Nimbus - Александр Нежный
Шрифт:
Интервал:
Закладка:
— Позвольте! А когда именно подано было прошение? Не сказано, — запачканный чернилами палец указал на выписку. — Каким судом вынесен был окончательный приговор? Не сказано. Имеется ли на сей счет мнение губернского прокурора? Не сказано.
И еще два или даже три раза палец белокурого молодого человека отметил допущенные погрешности, после чего в нужных сведениях Федору Петровичу было наотрез отказано.
— И что… — потерянно осведомился Гааз, — … никак?
Или ему померещилось, или на самом деле в синих ясных глазах промелькнуло некое туманное облачко, угрызение совести, сострадание, готовность захлопнуть три тома скучнейших, по всей видимости, бумаг и взяться отыскивать уже, может быть, слетевшее с небес империи почти божественное слово, необыкновенным и счастливым образом меняющее судьбу бедного Гаврилова. Однако по прошествии ничтожно малого времени облачко растаяло, совести до поры велено было помалкивать, сострадание поникло, а белокурая голова качнулась сначала налево, затем направо.
— Никак.
— Мундир… — с горечью произнес Федор Петрович.
— Что-с?!
Ах, какие слова готовы были сорваться с губ! Какой выстраданный урок был в них заключен! Каким ледяным целебным душем могли они пролиться на белокурую голову! Мундир калечит душу — так хотел было сказать молодому коллежскому асессору доктор Гааз, но благоразумная сила замкнула ему уста, и он открыл их всего лишь для того, чтобы спросить, где следует получить недостающие сведения. В особом отделе Хамовнической части, услышал он.
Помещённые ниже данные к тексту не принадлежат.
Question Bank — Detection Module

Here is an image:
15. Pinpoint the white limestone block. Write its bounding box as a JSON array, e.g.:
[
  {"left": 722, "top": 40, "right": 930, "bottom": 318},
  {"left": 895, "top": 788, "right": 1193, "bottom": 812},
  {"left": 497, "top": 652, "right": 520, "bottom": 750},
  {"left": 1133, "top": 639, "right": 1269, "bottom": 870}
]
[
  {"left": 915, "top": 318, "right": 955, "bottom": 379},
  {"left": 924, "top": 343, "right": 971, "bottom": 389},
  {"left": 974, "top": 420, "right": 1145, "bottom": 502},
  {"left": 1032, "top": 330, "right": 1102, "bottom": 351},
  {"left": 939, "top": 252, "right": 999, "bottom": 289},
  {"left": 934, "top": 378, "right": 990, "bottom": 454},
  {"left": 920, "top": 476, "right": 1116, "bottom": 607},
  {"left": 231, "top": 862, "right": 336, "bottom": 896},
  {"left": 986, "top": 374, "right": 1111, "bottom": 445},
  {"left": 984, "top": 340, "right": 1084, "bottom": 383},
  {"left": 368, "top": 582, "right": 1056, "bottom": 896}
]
Одна нога здесь, другая там, совсем по-русски, бодро ответил Федор Петрович и осведомился, найдет ли он здесь кого-нибудь по своем возвращении. Белокурому чиновнику вопрос показался обидным. Было бы совершенно против понимания ответственности государственной службы, если бы чиновники руководились более расписанием, чем чувством долга.
Федор Петрович откланялся и под набирающим силу дождем поспешил на Тверскую, в Малый Гнездниковский переулок, к своей пролетке, двум клячам и уже который час погруженному в сладкие сны Егору. Теперь уже не только левый — дал течь и правый башмак, и Гааз перестал разбирать, где под ногами сухо, а где мокро, и храбро ступал по лужам. Впрочем, не найти уже было сухого места ни на тротуарах, ни на мостовой, и он почти бежал с гулко стучащим сердцем и тяжелым, прерывистым дыханием. У паперти Космодамиановской церкви он замедлил шаг. Старухи-нищенки не было. Он тотчас вообразил ее, вымокшую, голодную, не имеющую угла, где бы преклонить голову, подумал об упавшей ей в ладонь серебряной монете уже позабытого им достоинства и горестно усмехнулся. Христос ее утешит. Обнадеживающие, но все же такие горькие слова. Но какое ослепление поразило изгнавших ее детей! Как жестоки были они, разбившие сердце, которое преданно любило их много лет! Какое мучительное горе заставили они пережить ее на склоне дней! Неблагодарность — вот источник величайших печалей нашей жизни. Рассуждая таким образом и прибавляя к своим мыслям, что неблагодарный есть одновременно и самый несчастный, он пересек Тверскую, свернул в Малый Гнездниковский и с облегчением уселся на заднее сидение пролетки. Верх ее был поднят, теперь следовало застегнуть кожаный фартук и трогаться.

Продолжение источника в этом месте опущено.